Commonly, a SQL developer writes a query using a FROM...JOIN clause whenever they need data from more than one table in a single result set. They write joins without any regard to how the database query engine will retrieve the data. After all, one of the great things about relational database are their declarative nature. You just tell them what you want causing them to go figure out how best to answer your request. But behind the scenes, the database query engine has a handful of ways to answer your query. The database query engine evaluates factors such as how many I/Os are needed, how useful are the indexes in the two joined tables, and the value of the index statistics in each of the queried tables.
Among the many different join algorithms, probably the most common join algorithm is known as the nested-loop join. Nested-loop joins are frequently chosen by the query engine because they offer a good balance between high-speed performance and low IO requirements. This algorithm is usually the best strategy for queries against small tables with simple inner joins. Nested-loop joins work exceptionally well where one table has relatively few records compared to subsequent table(s) possessing a fairly large number of records, and where all tables are indexed on the joined columns.
How does it work? A nested loop iterates through each record in the outer table once. As it steps through each record of the outer table, it then searches the entire inner table for matches of the joined column to produce the output for the result set. Once the query engine has traversed the inner table, the query engine steps through the next record of the outer table, again causing a search of the inner table, and so on until all of the records in the outer table have been traversed. Suppose we write a two table inner join on tables INNER_TABLE and OUTER_TABLE. You can expect that the database query engine will scan INNER_TABLE one time for every record that matches the join condition in OUTER_TABLE. If OUTER_TABLE lacks an index on the join column, the operation will can be very expensive since every row in OUTER_TABLE must be traversed.
Depending on the database platform and the options available to the query processor on that database platform, the query engine may designate the table with the fewest records as the inner table, so that the query generates fewer I/Os per iteration of the outer table. Because of their straight-forward method for matching result sets in two or more tables, nested loop joins frequently require the least I/O and the fewest comparisons compared to other ways to complete a join, such as using the hash join algorithm.

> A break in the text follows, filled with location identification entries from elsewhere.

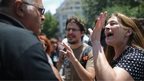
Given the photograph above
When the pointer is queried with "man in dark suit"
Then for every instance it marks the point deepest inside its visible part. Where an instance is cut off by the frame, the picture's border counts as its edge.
(22, 56)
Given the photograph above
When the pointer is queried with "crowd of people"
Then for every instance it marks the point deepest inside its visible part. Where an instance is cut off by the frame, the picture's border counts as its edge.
(26, 53)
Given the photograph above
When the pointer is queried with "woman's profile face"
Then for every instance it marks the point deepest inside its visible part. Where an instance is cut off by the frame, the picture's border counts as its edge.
(114, 32)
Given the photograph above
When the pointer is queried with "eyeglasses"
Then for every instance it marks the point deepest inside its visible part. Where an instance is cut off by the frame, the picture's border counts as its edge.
(72, 29)
(41, 10)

Within the broader category of nested loops, there are even more subcategories that define very specific elements and alternative ways to handle a nested-loop join. For example, a naive nested loop join occurs when an entire table or index is searched. In a block nested loop, the query optimizer attempts to load the entire (smaller) inner table into memory, so that the I/O load is further lightened. Other examples include an index nested loop join or a temporary index nested loop join when the query engine chooses to traverse a regular index or temporary index, respectively, instead of the actual rows of the table.